Sunday, October 17, 2010

Jewelled Couscous with Harissa & honey Glazed Quail

INGREDIENTS




Couscous

400g couscous



Boiling water

1 tablespoon olive oil

2 tablespoons toasted & chopped almonds

6 dried apricots, chopped

1 tablespoon chopped parsley

2 tablespoons coriander, chopped

4 small shaved radishes

2 tablespoons mint, chopped

1 small bunch of blanched baby spinach leaves

Seeds of 1 pomegranate

Salt & black pepper to taste





1. Put couscous in a large bowl, pour over enough boiling water to cover by 1cm. Cover with a lid and leave for 5 minutes.



2. Add olive oil and a pinch of salt and using a fork, fluff up the grains to separate.

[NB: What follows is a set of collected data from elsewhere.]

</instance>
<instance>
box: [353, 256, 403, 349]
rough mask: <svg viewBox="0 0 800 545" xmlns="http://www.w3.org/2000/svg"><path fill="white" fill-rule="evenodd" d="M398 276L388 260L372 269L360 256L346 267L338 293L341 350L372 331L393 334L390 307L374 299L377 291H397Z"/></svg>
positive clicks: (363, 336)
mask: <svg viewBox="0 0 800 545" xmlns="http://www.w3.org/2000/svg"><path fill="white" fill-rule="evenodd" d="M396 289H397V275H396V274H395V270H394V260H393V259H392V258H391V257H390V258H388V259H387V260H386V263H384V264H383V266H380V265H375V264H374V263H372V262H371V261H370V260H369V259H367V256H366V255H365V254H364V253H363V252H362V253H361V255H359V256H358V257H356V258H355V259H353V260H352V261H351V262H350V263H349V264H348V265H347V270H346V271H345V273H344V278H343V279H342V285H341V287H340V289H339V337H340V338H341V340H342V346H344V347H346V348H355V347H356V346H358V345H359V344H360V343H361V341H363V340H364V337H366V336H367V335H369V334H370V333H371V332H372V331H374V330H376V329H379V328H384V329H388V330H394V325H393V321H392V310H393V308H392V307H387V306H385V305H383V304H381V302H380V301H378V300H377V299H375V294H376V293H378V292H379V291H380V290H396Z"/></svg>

3. Stir in the remaining ingredients and serve.



Glaze

8 boned out quail

1 tablespoon for frying

3 small cloves garlic, finely chopped

1 tblsp finely chopped fresh ginger

1 tsp ground cumin

1/2 tsp ground cinnamon

2 tsp harissa paste

1/4 cup (60 ml) honey

2 tsp tomato paste

2 tblsp lemon juice

1 tsp sea salt





Heat the tablespoon of oil in a large frying pan over low heat. Add the garlic and ginger to the pan and cook, stirring, for 30 seconds. Then stir in the cumin, cinnamon, harissa, honey, tomato paste, lemon juice and salt. Cook until the mixture starts to boil, then turn off the heat.

Brush both sides of the quail with glaze and sear in a griddle pan skin side down, when skin is crispy, turn over quail and keep brushing with glaze until cooked with meat still remaining pink.



After quail is cooked, slice down the centre and place on a healthy helping of the couscous and finish with some cumin yogurt & a sprinkle of sumac.